Karma sighed. Apparently they were going to have a talk about her family. Lovely. “Older or younger what?”
“Is your brother older or younger than you?”
“Younger. Not quite three years. Any other trivia you can’t last another minute without knowing or can we get on with the paperwork?”
“I don’t do paperwork. So, did your mom get together with his dad after you were born?”
“Our parents met while she was pregnant with me and were married when I was four months old. The paperwork is necessary. Without it I won’t know how to best use your abilities.”
“‘Our parents’. So you consider him your father even though you share no genetic material. What about your real father?”
“He is my real father.” Karma grabbed a pen. If he wasn’t going to fill them out, she would fill them out for him. “Full name?”

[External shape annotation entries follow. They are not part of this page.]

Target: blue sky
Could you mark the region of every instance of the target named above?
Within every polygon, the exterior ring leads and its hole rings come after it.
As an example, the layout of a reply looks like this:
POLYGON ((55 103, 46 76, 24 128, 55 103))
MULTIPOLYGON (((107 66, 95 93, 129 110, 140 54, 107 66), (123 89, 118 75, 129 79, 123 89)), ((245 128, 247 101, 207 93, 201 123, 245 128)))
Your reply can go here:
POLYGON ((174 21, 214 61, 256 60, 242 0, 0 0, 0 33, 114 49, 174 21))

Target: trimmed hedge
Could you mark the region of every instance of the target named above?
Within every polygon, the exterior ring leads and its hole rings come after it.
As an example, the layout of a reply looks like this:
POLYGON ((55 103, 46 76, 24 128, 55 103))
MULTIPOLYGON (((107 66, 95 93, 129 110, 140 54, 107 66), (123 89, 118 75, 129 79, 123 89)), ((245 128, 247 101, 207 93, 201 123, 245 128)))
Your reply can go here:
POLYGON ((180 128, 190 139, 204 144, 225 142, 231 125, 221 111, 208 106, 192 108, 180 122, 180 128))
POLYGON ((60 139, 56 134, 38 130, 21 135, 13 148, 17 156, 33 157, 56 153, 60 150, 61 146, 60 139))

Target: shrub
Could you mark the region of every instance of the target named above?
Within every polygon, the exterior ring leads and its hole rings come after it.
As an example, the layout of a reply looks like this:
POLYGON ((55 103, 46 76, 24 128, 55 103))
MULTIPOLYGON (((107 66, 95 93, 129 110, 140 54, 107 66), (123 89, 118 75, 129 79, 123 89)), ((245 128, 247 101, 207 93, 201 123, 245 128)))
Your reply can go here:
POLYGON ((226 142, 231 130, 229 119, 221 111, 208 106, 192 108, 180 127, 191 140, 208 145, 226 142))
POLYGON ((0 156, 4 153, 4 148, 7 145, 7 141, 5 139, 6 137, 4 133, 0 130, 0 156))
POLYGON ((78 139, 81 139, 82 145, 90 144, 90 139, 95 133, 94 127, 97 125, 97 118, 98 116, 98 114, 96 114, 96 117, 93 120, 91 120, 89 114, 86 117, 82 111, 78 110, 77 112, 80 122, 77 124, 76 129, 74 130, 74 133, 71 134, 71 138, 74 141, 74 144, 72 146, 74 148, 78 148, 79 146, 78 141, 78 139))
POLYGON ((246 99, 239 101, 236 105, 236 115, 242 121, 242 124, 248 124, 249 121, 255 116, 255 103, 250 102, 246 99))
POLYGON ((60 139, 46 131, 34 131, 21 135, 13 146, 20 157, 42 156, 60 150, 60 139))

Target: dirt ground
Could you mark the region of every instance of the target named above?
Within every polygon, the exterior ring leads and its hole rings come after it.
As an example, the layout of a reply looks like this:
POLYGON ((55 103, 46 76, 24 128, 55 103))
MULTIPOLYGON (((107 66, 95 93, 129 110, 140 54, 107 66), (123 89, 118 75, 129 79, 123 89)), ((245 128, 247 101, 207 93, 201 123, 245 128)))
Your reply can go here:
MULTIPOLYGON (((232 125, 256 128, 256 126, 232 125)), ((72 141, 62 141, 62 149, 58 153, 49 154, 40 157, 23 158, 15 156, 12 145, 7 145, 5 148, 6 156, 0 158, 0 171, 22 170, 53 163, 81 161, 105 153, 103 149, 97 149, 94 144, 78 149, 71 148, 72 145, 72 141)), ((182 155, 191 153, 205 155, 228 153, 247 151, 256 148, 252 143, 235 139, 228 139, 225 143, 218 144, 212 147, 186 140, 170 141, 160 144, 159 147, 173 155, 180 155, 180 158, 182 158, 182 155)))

“I don’t know your father’s full name.”
“Your full name.”
“I’ll give you my full name if you tell me about your real father.”
“That isn’t an even trade.”
“How about a more general swap? I will answer all your questions without evasions, if you do the same.”
Such an open-ended bargain sounded even more potentially hazardous, but Karma was secure in herself. She was private, but she had no secrets. Nothing she was ashamed of. As soon as he realized he wasn’t going to get to her with his questions, that knowing her history wasn’t going to give him an advantage against her, he would give up and by then she would have the answers she needed to place him. “Deal. You start. Full legal name.”
“Pro-me-the-us. Want me to spell that?”
“That’s really your legal name? Sounds like your mother and mine—”
“I had it changed. Legally.”
Curiosity sharpened to a knife’s edge, but Karma ignored it. She didn’t need to know why he didn’t want to talk about his mother or why he’d changed his name, what it had been before or when he’d done it. None of that was pertinent.
She wrote his name on the blank. “Contact number?”
“Trying to get my digits without paying your share, Karma? It’s your turn. Who was your real dad?”
“Darren Cox. I don’t know who got my mom pregnant with me and neither does she, but my father raised me.”
“Aren’t you curious?”
“Contact number.”
He rattled off the numbers. “You don’t want to know?”
“It doesn’t matter. I have a father.”
His mouth tightened and he turned back to the cabinet. “Your mom got around, huh?”
“She went through a phase in her twenties, trying to make up for the fact that she was still in middle school during Woodstock. What hours are you available to work?”
He shrugged. “Whenever. I don’t bother with a regular schedule at my store. It’s open when I want it to be. What do your parents do?” He closed the cabinet and began roaming again, hands in his pants pockets as his gaze flicked on every surface in her office, missing nothing.